Has your organization flirted with the idea of using generative AI to improve your productivity, output, and marketing efforts?
The adoption of generative AI has been rapid, but we wanted to determine how it’s being used, where the hesitation exists, and the extent to which it’s being implemented at an individual, team, and organizational level. iPullRank and MarketMuse conducted a survey of over 100 marketing leaders to understand how they are approaching the strategy, implementation and governance of this technology.
Listen in as Garrett Sussman, Demand Generation Manager of iPullRank, and Jeff Coyle, Co-founder and CSO of MarketMuse, discuss the findings of this survey. Don’t miss their views on the current perception, adoption, and future of Al-generated content.
Generative AI is becoming an essential part of content strategy, but trust and adoption remain key challenges
The state of generative AI report revealed that a majority of content creators and marketers are now utilizing AI-generated content to some degree. However, the panelists agreed that trust and adoption of AI-generated content still face challenges, particularly in ensuring quality and factual accuracy.
Garrett mentioned that he was surprised by the 73% of respondents who said they trust content generated by AI, as he personally would say no. “I assume that there’s going to be issues with the content until I QA it. And it’s interesting as we’re seeing things like Bing integrated with Chat GPT or the search generative experience and Bard integrated with the internet.” Jeff also expressed surprise at the high trust levels, noting that he belongs to the minority who do not trust AI-generated content entirely.
In terms of adoption, Jeff emphasized the importance of considering AI-generated content as part of the overall content strategy and workflow, rather than merely focusing on the payload or the end product. “We’ve got to be thinking about how do we get faster and better and more efficient with our time? And in my case, me personally, I’m ripping out 40 hours of working 4 hours.”
AI-generated content requires a shift in focus towards editing and refining outputs
As the use of AI-generated content becomes more prevalent, content creators and marketers must adapt their workflows and focus more on editing and refining the outputs produced by AI. This is because AI-generated content often requires fact-checking, brand voice consistency, and the removal of any biases.
Garrett noted that editing is becoming more critical in the AI-generated content landscape: “It changes my workflows in some good ways and some bad ways.” Jeff agreed, adding that understanding the types of edits needed for AI-generated content is essential: “If you don’t know the different types of editing, this is the time to learn what editors do.”
The panelists also discussed the need for organizations to establish content governance policies and frameworks to ensure that AI-generated content adheres to specific standards and guidelines.
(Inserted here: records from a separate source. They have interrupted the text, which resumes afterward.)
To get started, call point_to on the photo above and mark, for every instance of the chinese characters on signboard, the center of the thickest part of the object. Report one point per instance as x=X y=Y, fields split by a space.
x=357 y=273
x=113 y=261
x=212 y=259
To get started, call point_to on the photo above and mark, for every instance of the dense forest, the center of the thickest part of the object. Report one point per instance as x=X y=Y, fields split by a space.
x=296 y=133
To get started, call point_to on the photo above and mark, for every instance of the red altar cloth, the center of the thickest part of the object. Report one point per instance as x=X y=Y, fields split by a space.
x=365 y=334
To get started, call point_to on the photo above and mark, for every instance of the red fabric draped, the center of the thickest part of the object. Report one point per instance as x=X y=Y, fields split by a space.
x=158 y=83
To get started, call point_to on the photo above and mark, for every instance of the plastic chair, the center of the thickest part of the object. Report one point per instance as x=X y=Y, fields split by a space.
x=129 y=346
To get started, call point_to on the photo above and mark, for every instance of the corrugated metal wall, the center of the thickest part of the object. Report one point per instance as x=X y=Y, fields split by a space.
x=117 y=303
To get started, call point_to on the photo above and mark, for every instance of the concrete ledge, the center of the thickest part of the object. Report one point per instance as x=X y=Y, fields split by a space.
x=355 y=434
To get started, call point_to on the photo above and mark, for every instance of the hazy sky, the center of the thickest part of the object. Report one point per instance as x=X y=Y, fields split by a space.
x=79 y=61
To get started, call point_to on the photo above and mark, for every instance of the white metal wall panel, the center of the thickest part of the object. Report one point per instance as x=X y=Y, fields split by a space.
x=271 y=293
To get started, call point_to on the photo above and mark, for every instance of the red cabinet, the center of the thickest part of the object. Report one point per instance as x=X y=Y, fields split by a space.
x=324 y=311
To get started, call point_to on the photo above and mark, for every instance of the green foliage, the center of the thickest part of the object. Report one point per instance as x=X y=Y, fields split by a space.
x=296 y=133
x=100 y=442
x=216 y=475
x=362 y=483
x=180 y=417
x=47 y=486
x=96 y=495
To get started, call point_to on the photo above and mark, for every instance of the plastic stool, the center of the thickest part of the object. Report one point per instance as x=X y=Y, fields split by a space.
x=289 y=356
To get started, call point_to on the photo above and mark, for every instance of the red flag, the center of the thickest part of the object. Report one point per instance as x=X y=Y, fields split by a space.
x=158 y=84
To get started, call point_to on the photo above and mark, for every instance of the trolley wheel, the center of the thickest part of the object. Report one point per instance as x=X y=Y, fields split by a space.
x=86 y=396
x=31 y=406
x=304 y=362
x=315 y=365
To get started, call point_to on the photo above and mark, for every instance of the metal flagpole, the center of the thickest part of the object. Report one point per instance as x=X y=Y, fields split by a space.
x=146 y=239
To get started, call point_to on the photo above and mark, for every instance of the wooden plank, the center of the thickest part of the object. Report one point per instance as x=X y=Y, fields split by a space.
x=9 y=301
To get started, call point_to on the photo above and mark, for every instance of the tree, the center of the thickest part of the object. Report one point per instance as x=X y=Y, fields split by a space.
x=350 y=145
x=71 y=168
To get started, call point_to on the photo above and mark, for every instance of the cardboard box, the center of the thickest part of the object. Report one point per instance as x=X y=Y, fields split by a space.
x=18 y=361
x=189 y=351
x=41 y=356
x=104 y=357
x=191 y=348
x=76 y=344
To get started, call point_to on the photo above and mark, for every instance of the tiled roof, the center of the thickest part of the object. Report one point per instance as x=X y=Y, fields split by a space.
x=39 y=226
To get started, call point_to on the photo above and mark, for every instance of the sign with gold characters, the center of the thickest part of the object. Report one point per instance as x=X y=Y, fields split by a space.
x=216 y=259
This includes building standardized prompt libraries, ensuring quality assurance and editorial processes, and providing training and education for employees.
AI-generated content should be seen as a complement to human expertise, not a replacement
The panelists agreed that AI-generated content should be viewed as a way to enhance and streamline content creation processes, rather than a threat to human writers and content creators.
Garrett emphasized that AI-generated content is not going to replace human content creators: “It’s the people who understand how to use these tools that are going to replace you. Now is the time to learn how to do it. Learn how to edit if you don’t already know that. Learn how to infuse humanity into the writing.” Jeff also noted that AI-generated content can offer significant benefits in terms of efficiency and productivity, allowing content creators more time to focus on higher-value tasks.
Ultimately, the panelists concluded that generative AI is here to stay and presents enormous opportunities for content creators and marketers. However, it is essential for organizations to approach AI-generated content with a focus on trust, adoption, and refining workflows to ensure the highest quality and most accurate outputs.
- Text is the most common use case for generative AI, followed by imagery and video.
- OpenAI is the most commonly used AI software, with other options like Jasper, Writer, and Mid Journey also in use.
- Most users are editing AI-generated content, with fact-checking and subject matter expertise being the most common edits.
- AI can both help and hinder workflows, depending on the specific use case and implementation.
- Trust in AI-generated content is mixed, with some users feeling confident in the quality and others being more skeptical.
- “I think to your point, there will be a lot of tools that are built on these other LLMs in the same way that almost like Amazon AWS has websites built in the cloud.”
- “I do think this also kind of highlights a new paradigm shift as we get to talking about content, strategy and workflows of like, editing is going to become more of the puzzle than original generation.”
- “I think it’s difficult to predict because to your point, I do think we’ve got Adobe Firefly has just recently come out and they already have a partnership with Google.”
- “I think it also speaks to the idea of as SEOs, as content marketers, our skill sets need to expand.”
- “I think the future state, which we’ll talk about a little bit, is hopefully eventually search engines can surface what is actually the best, most useful content, and you’re not just trying to create what you think the search engine wants.”